Of course, one can question (as I did in my e-mail, briefly) whether there is some reason to think that a scenario 2 social host case warrants an exception from the general rule of no duty that governs nonfeasance. (More radically, one could question the rule itself, though I think its rejection would prove unpalatable for a number of reasons.) But notice that nonfeasance has already done a lot of work by placing the burden on the plaintiff to argue for the applicability of an exception. And the analysis of that argument can (and I think should) look quite different from the policy inquiry that you suggest. For one thing it is an inquiry that, at least in the first instance, should be about law, not policy per se. That is, lawyers and judges ought to look to recognized doctrinal exceptions to the no-duty rule, such as Tarasoff, and attempt to analogize or build on those. Second, the inquiry is an inquiry into obligation, not an inquiry into social welfare, and, at a minimum, your framing of the issue as one of policy runs the risk of conflating these two. The question is not, whether, all things considered, it would be better from society's perspective to hold social hosts liable to drivers injured by drunk guests (here I essentially agree with Robert Stevens' doubts about the propriety or wisdom of asking judges to answer these sorts of questions, although I am less moved by his apparent view that morality demands that social hosts engaged in ordinary, non-criminal activity should routinely be held responsible for the wrongful acts of others who participate in such activity). It is rather the question of whether, given tort law's hesitancy to recognize affirmative duties, there is something compelling about this sort of scenario that warrants or counsels against creating a binding norm -- violations of which will generate potentially significant liability to others -- specifying that social hosts must from now on take steps to keep track of and control their guests' behavior. (Yes, yes, one can argue that this latter question 'really' just 'boils down' to the all-things-considered social welfare question, but the possibility of being a reductionist is hardly an argument for the propriety of being a reductionist.)

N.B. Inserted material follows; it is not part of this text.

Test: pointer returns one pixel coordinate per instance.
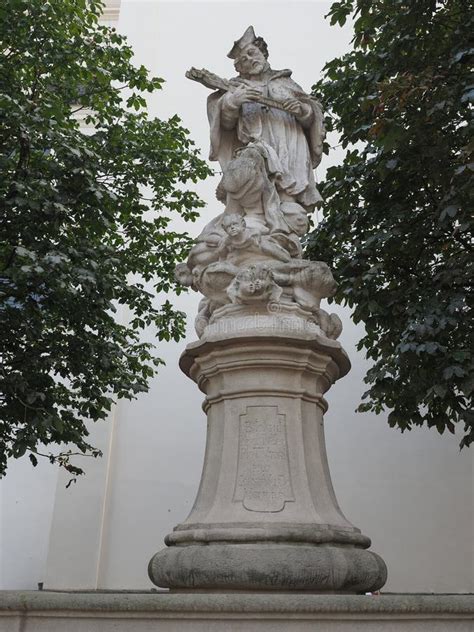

Finally, I would suggest that, even if one is looking at tort law as a social engineering mechanism, before one throws it out as a too-cumbersome and too-expensive mechanism for deterrence and compensation, one would have to take account of the intangible (hard-to-measure) deterrence value provided by a body of law that tracks and reinforces norms of responsible conduct. That is, one can't just assess the efficacy of tort law on the assumption that society is a collection of Holmesian bad men, one also has to take into account the effect on norm-followers' behavior of a system of norms that is shored up, in part, by tort law as one among many social practices concerned with holding persons responsible to moderate their conduct in light of the interests of others.